This is the part of the poem that blows me open. That takes the whole world and scallops me clean. That registers with such power. This is a world of work that swings through my head has swung through my head since the day I read it.

Then there is the part about self-harm. I have struggled with this in the past and cutting is still one of the hardest things for me to read about. I feel it on my body when I read these words, the denial of cutting the I don’t hurt myself but I do. That pretense to wholeness when it’s really a body wrapped around a hole, a bandage wrapped around a bloody fist. It punches whole through me. I am made corpse-like by this poem, I am reduced to my bones by this poem, I am made into words. My heart beats against the cage of itself.

The poem ends (or at least stops for now)  considering the heart – this shared moment between the narrator and her father, this looking back to the past or this acknowledgement of the present. There is a heart beating inside a box. It thumps against the sides. The narrator sees her own heart and thinks her father sees his there in the box, too. But we don’t know. The narrator isn’t sure if that moment was a shared one. It leaves the reader tittering; the door is opened a crack and you can almost see the face almost read the movements of the hand or the hope or… and then it’s over or it’s never really over. 

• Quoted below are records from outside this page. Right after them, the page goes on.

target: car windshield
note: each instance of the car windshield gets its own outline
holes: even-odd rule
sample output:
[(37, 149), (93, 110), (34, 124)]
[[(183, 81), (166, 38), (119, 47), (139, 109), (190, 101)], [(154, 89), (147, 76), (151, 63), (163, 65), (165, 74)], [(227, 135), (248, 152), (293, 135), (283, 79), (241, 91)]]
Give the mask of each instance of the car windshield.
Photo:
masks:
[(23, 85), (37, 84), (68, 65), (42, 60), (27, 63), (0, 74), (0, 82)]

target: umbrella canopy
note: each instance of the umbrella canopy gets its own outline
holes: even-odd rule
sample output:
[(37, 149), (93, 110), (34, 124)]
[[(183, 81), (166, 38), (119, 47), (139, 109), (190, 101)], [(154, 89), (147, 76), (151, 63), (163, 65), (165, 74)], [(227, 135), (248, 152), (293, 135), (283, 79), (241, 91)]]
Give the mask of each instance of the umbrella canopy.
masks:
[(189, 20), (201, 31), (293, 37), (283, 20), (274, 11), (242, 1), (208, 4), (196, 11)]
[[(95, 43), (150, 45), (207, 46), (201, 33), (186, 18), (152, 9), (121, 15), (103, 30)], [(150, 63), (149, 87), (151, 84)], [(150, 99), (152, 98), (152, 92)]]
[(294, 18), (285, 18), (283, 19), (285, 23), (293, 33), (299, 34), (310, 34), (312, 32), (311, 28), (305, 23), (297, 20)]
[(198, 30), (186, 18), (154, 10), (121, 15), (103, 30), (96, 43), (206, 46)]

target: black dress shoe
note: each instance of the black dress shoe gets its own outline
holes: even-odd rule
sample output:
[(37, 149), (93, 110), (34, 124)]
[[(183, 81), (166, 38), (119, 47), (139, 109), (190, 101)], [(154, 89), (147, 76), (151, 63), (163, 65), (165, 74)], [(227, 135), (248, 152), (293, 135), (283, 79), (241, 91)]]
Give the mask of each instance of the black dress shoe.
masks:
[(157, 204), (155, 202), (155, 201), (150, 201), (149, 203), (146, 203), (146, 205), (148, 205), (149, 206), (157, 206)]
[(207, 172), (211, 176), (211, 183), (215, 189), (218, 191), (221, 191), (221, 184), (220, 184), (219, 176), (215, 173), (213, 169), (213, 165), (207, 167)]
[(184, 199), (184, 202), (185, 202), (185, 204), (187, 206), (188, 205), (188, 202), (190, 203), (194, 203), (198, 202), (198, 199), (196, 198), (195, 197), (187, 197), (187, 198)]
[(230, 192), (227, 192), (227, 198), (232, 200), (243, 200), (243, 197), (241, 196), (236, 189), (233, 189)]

I can’t speak to the trauma in this work, not in any real or substantive way but this poem speaks to me. I feel it start to charge like it could collapse whole systems I feel it reveal the fractures, the shatter-points in patriarchy, through light, light glinting off the edge of the pounamu mere or the knife or the rock or the patu made of bone. 

And this feeling I get from the poem says something really important it says despite the mess left inside ourselves we can cut through anything.